Housing estates like Woodlands, Sembawang, Seletar and Punggol may be far from the city today, but come 2030, these towns are likely to be just as vibrant.
The government plans to turn the north coast into a buzzing economic centre with more business activities.
It is one of two new commercial hubs lined up to bring jobs closer to homes. The other commercial centre is the Southern Waterfront City, stretching from Marina Bay to the current Pasir Panjang Terminal.
Analysts are not expecting any immediate impact on property prices, especially for homes located near to the new commercial hubs laid out in the Land Use Plan.
This is because home prices tend to grow in tandem with infrastructure development, which will only happen further down the road.
The new Land Use Plan is also not expected to reduce the demand and value of the residential and commercial space in the existing CBD and core central region (CCR).
"That's because the new jobs created in the suburban areas will not replace the financial jobs in the CBD," said Nicholas Mak, executive director of SLP International Property Consultants' Research & Consultancy Department.
"Even with the new land use plans, the residential real estate prices in the CCR are still expected to be the highest on this island due to its scarcity, quality and prestige."
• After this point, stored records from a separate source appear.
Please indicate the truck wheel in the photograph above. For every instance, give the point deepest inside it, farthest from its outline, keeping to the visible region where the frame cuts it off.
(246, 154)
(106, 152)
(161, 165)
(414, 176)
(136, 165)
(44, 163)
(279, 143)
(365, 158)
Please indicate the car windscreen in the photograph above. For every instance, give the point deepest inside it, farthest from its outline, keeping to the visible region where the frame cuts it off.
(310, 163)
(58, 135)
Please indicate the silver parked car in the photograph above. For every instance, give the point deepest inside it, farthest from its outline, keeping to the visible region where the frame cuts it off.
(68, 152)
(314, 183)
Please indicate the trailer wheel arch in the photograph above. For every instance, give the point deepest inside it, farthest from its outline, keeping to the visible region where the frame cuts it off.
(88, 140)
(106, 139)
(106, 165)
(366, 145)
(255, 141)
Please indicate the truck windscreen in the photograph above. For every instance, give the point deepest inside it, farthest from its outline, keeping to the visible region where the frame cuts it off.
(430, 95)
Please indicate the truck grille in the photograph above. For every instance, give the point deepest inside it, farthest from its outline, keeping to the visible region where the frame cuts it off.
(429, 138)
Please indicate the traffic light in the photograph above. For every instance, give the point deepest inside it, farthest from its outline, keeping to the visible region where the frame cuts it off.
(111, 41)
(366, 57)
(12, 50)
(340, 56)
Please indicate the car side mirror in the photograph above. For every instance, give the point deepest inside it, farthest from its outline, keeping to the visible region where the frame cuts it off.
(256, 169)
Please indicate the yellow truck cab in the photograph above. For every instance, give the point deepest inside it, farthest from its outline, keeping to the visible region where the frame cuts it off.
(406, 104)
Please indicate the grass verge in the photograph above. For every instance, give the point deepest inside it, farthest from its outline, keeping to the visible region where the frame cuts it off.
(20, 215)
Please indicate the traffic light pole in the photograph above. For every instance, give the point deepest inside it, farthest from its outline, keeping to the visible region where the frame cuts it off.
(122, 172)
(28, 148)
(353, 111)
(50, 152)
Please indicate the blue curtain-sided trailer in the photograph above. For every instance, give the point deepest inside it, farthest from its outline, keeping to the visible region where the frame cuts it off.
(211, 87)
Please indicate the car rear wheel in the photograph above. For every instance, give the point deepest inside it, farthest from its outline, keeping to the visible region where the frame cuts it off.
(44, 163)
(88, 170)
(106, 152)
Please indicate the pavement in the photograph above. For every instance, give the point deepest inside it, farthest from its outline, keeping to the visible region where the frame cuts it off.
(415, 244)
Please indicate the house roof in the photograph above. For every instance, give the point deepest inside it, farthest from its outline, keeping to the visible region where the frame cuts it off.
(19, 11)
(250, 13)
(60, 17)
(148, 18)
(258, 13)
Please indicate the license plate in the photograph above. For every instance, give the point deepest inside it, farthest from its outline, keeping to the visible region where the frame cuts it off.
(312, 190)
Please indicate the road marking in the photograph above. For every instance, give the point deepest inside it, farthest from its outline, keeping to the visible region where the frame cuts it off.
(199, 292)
Take the Jurong Lake District for example. In 2008, the government announced that it will be developed into the largest regional centre and commercial hub outside the central business district.
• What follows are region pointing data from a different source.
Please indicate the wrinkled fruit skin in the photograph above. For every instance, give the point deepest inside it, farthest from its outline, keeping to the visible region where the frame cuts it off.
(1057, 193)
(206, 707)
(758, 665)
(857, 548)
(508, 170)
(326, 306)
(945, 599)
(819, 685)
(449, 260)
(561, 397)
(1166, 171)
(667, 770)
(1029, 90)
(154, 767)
But some analysts say home prices in the area only started to move up when developments are being rolled out.
Property agency Propnex says the prices of new condominiums in Jurong have outpaced that of launches near the Tampines Regional Centre -- at S$1,300 per square foot, compared to about S$1,100 psf in Tampines.
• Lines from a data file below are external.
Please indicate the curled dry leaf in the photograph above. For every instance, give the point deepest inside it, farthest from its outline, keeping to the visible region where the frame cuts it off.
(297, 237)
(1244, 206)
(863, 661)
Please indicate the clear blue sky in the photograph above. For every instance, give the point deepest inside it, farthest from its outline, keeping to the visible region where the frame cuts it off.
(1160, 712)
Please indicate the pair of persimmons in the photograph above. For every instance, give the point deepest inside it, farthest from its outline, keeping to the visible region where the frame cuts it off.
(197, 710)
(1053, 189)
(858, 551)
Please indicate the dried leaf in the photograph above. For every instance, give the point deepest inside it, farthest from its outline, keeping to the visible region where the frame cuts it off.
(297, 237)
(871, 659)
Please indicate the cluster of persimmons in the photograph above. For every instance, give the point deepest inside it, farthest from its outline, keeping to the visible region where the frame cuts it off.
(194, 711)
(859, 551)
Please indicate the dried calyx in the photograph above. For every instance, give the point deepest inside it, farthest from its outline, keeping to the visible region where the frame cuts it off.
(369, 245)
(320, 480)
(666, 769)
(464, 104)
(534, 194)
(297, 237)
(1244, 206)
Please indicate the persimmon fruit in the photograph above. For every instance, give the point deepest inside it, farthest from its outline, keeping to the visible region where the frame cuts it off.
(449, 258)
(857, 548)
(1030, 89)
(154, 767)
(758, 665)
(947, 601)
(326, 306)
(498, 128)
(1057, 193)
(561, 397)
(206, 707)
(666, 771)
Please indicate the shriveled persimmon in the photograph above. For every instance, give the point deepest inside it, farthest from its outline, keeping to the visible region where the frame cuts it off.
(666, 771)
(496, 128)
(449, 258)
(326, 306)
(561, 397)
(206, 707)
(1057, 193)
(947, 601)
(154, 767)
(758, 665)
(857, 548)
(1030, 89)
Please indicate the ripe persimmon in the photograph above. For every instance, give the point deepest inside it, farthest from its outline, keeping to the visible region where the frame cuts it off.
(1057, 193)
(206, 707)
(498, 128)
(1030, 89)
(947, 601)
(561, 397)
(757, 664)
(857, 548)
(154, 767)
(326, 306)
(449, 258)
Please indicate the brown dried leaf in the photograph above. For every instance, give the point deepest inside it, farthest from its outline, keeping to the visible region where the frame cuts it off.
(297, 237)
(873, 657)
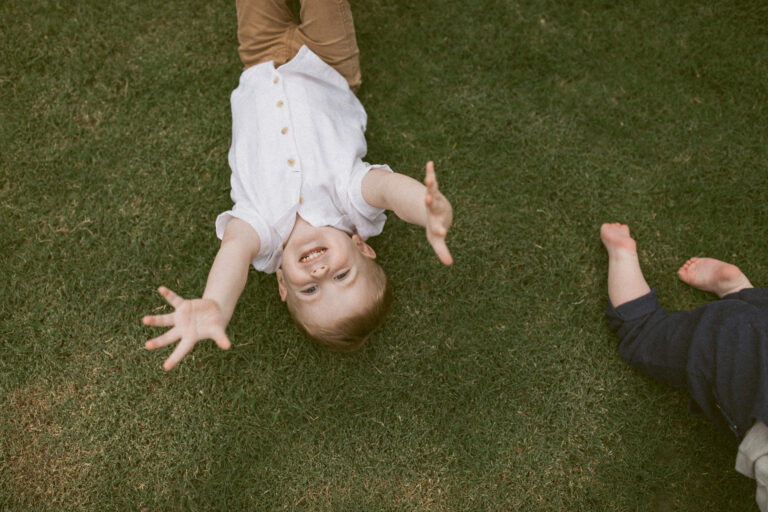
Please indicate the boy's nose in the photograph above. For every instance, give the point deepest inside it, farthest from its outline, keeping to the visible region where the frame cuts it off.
(319, 271)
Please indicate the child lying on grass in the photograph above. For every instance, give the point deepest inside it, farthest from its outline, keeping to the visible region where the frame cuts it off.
(718, 352)
(304, 201)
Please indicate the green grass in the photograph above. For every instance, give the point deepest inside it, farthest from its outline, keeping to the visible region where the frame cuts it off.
(495, 384)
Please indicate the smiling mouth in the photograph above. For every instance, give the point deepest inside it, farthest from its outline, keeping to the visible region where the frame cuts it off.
(312, 254)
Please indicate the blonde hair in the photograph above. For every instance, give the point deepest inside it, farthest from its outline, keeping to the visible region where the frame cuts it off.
(350, 333)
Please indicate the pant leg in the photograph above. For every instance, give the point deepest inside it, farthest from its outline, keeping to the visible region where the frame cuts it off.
(653, 340)
(327, 28)
(757, 297)
(265, 29)
(719, 352)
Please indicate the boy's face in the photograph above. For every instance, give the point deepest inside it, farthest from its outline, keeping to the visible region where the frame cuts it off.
(325, 274)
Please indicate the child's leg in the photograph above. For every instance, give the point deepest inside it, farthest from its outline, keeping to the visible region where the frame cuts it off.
(714, 276)
(264, 30)
(651, 339)
(625, 279)
(328, 30)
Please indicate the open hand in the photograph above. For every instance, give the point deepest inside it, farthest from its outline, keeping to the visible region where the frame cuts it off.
(439, 216)
(193, 320)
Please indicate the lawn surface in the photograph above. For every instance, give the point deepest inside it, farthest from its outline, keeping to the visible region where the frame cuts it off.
(495, 384)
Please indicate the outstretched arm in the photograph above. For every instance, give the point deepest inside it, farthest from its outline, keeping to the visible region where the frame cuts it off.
(198, 319)
(413, 202)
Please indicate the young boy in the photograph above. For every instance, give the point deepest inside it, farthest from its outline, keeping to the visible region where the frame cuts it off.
(304, 201)
(718, 352)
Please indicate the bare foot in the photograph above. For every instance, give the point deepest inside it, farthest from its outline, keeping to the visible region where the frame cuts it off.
(714, 276)
(625, 279)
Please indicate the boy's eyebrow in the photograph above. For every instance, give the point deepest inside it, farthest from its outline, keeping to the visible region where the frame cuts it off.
(346, 283)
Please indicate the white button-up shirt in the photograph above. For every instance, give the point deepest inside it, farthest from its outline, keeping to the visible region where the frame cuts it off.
(298, 138)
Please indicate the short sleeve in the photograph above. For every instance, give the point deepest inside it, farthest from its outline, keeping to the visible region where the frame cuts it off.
(270, 253)
(368, 220)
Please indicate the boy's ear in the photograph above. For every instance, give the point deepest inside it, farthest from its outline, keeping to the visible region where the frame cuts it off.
(281, 285)
(363, 247)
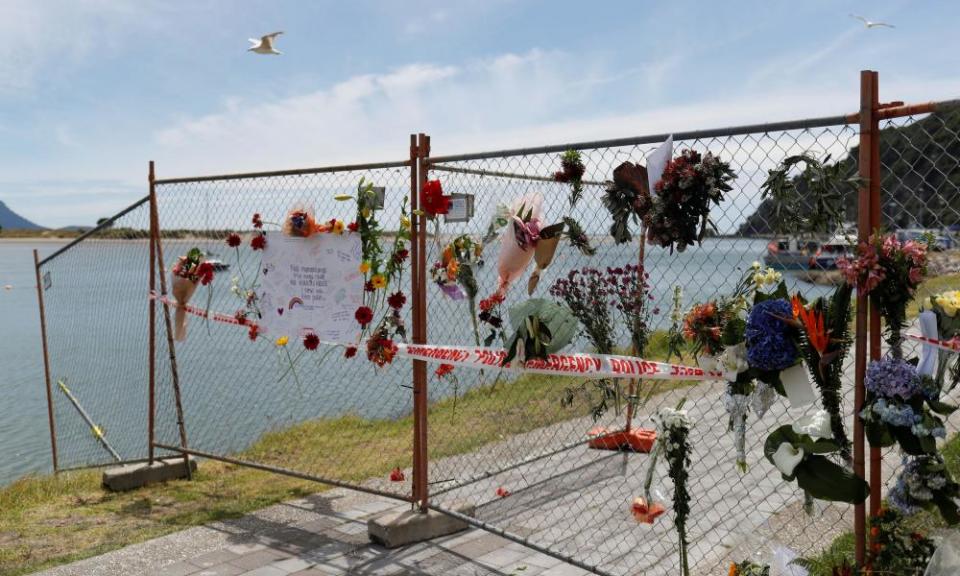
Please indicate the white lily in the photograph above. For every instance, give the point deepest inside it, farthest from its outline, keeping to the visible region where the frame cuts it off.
(787, 457)
(817, 425)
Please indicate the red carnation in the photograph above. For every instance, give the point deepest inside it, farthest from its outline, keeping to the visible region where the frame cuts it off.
(396, 300)
(205, 273)
(432, 200)
(364, 315)
(311, 341)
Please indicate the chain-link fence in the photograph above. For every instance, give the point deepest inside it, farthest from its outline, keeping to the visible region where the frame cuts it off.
(513, 447)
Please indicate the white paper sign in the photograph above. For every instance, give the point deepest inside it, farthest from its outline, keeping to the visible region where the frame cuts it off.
(311, 285)
(657, 161)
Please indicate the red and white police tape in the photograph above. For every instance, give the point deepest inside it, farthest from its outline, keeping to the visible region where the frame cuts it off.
(577, 365)
(953, 345)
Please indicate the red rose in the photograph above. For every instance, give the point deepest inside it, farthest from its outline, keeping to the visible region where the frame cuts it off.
(396, 300)
(311, 341)
(432, 200)
(364, 315)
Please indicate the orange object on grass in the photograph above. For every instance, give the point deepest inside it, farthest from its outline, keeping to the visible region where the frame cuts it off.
(637, 440)
(645, 512)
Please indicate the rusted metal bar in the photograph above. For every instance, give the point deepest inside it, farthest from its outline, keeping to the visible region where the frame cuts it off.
(105, 224)
(654, 138)
(867, 135)
(419, 228)
(497, 174)
(174, 373)
(415, 305)
(283, 471)
(152, 311)
(296, 172)
(46, 361)
(873, 183)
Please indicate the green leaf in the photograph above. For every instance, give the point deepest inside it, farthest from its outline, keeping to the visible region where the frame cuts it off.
(828, 481)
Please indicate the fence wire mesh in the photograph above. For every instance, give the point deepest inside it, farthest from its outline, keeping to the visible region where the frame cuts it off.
(488, 432)
(576, 501)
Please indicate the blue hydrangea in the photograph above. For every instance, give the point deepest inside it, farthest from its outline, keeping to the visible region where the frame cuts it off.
(769, 345)
(892, 378)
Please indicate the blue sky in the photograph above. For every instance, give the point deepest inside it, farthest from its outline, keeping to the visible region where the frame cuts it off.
(90, 90)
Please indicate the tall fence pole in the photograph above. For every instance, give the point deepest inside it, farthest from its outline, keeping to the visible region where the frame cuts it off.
(46, 361)
(151, 401)
(875, 329)
(419, 245)
(860, 364)
(174, 373)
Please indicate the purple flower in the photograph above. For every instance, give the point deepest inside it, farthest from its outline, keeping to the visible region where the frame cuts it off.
(892, 377)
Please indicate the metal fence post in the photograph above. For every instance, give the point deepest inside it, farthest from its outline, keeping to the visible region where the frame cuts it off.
(46, 362)
(863, 232)
(152, 354)
(419, 245)
(876, 458)
(174, 373)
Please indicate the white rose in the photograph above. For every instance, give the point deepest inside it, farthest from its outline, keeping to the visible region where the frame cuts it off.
(816, 425)
(787, 457)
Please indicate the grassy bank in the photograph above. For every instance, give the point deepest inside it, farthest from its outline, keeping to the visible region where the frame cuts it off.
(50, 520)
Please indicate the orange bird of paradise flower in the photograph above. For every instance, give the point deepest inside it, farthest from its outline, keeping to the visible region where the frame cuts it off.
(814, 324)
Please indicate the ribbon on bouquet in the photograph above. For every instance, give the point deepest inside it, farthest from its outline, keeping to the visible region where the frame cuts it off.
(478, 357)
(953, 345)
Market watchers are excited with the plans ahead, but they also highlighted some concerns.
Png Poh Soon, head of Consultancy & Research at Knight Frank, said: "One of the fundamental concerns is, 'how is the government going to pace all these in?'
"I think they have to spread it out in order to ensure that there will not be any sharp spike in construction cost. With all these construction work going on, all the development plans being announced, and reclamation plans also in the pipeline, I am sure labour will be an interesting issue to look at."
Mohamed Ismail, CEO of Propnex, said: "With the increase in population, the chance of property prices slowing down is going to be less likely, coupled with the fact you are creating more regional centres around the various parts of Singapore."
Some analysts say rental yields in the new commercial hubs could also rise, supported by demand from expatriates working there in the future.
They expect interest in land sales to continue to be healthy.
Desmond Sim, CBRE Research's associate director, said: "Developers will show keen interest in areas such as Punggol, Downtown and other areas identified to be major towns.
"Developers who have bid for land plots in these areas recently will be confident in pushing out the projects, given the level of interest expected from potential buyers."